SEM, or Scanning Electron Microscopy, is a technique used to observe the surface structure and microstructure of a material at very high magnification. Instead of using visible light like a traditional optical microscope, SEM uses a focused electron beam to scan the surface of the sample and generate highly detailed images.

How SEM Works

When the electron beam strikes the sample surface, it interacts with the material and produces different signals, including secondary electrons and backscattered electrons. These signals are collected by detectors and converted into an image. Secondary electrons are commonly used to show surface topography and fine detail, while backscattered electrons can help reveal differences in material composition and contrast.

SEM Imaging Workflow

Why It Matters

SEM is an important tool for examining coating surfaces, cross-sections, and microstructural features that cannot be seen with the naked eye or with standard optical inspection. It provides high magnification, strong depth of field, and clear imaging, making it useful for analyzing surface condition, coating structure, and interface quality.

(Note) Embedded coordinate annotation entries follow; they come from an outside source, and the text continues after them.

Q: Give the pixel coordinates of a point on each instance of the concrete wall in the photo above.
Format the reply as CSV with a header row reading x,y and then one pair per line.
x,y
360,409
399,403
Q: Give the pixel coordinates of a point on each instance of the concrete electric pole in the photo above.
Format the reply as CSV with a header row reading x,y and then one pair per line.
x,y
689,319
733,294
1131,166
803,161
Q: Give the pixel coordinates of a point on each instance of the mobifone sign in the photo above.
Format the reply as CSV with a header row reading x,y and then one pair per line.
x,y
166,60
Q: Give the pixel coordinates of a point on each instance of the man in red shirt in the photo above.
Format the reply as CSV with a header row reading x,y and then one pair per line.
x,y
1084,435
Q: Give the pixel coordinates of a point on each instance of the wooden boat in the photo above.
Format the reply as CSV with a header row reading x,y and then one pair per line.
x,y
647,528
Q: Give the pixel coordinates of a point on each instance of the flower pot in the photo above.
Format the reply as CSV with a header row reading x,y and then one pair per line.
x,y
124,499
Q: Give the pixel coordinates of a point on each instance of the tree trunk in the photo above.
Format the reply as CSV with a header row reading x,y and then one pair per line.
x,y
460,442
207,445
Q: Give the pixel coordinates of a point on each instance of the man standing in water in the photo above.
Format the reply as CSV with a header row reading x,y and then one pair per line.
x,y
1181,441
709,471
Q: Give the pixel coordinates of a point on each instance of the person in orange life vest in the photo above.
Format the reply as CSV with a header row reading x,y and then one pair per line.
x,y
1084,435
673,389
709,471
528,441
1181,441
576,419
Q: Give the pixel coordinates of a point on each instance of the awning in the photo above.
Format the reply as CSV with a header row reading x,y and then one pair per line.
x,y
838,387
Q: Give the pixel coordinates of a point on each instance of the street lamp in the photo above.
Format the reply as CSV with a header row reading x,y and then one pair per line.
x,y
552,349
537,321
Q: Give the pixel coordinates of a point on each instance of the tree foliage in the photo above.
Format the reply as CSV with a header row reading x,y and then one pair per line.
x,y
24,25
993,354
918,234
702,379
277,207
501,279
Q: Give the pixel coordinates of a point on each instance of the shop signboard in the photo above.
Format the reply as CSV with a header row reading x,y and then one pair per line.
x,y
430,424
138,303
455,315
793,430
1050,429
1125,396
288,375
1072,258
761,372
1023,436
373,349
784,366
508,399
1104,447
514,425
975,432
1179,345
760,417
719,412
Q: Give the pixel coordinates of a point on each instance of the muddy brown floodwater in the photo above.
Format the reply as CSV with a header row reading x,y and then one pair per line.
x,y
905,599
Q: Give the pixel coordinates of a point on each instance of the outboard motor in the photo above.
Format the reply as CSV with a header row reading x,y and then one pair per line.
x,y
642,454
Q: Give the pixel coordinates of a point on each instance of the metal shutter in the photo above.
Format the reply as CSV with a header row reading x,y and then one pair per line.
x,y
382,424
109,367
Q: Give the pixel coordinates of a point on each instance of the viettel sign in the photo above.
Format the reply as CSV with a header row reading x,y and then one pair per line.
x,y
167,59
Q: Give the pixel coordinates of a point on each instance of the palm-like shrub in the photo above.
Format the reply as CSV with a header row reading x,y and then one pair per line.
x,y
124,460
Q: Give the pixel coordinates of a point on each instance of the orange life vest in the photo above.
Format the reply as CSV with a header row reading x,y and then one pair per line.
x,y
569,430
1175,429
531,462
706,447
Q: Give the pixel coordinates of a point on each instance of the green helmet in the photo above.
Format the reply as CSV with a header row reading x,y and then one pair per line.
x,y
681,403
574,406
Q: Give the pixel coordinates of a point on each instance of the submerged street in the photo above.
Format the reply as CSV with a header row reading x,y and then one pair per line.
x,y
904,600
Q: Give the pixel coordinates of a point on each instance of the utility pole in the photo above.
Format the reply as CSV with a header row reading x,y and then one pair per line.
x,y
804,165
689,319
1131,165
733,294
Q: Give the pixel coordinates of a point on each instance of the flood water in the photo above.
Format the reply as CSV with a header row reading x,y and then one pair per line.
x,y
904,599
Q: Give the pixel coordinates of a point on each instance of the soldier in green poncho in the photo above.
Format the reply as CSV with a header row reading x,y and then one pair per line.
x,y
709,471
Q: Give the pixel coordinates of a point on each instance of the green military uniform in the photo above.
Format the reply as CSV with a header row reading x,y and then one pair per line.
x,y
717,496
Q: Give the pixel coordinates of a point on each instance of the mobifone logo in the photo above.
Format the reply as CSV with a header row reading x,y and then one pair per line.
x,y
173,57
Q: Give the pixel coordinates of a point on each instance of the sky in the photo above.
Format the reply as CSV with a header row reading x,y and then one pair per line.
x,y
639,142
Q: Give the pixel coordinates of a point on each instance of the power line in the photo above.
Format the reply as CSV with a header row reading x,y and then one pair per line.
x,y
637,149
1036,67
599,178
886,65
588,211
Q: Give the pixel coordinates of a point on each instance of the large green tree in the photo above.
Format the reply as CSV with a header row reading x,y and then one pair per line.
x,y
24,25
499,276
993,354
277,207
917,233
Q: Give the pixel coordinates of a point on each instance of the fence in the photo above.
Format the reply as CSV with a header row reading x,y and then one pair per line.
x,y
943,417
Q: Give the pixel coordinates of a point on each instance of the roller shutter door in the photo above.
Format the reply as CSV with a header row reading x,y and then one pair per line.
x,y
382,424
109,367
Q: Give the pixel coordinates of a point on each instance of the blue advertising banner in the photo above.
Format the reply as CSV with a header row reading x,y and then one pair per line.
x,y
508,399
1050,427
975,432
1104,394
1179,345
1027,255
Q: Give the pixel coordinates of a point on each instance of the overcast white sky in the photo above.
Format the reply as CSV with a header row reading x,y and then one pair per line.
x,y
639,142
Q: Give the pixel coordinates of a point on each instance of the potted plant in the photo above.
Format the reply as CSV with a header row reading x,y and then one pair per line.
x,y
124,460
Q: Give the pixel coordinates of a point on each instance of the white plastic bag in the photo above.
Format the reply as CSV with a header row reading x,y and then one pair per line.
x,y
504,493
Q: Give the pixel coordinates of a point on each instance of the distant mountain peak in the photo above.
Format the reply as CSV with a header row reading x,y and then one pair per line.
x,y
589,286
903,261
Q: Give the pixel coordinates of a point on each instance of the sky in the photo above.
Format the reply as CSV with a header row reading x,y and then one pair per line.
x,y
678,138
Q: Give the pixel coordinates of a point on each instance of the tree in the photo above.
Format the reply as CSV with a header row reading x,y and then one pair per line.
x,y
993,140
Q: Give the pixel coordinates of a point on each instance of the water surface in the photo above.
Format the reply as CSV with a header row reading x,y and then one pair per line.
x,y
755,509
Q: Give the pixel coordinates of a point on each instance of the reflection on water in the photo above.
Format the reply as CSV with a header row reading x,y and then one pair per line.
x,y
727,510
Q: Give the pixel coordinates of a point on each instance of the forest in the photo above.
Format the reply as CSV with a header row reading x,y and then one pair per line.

How It Supports PVD Quality Control

In PVD applications, SEM imaging can be used to observe coating morphology, film uniformity, and cross-sectional structure. It can also help evaluate the interface between the coating and the base material, supporting a better understanding of coating quality, thickness consistency, and adhesion-related characteristics. When combined with EDS analysis, SEM can provide even more information about localized material composition.

Case Example

The SEM image below shows a magnified cross-sectional view of a coated sample. Figure (1) shows an image magnified 60,000 times, with the observed area indicated by the red arrow. In Figure (2), the area marked by the red frame shows a cross-sectional test view, revealing a uniform inlaid film and a solid film layer. This type of analysis helps evaluate coating structure, film uniformity, and interface quality at high magnification.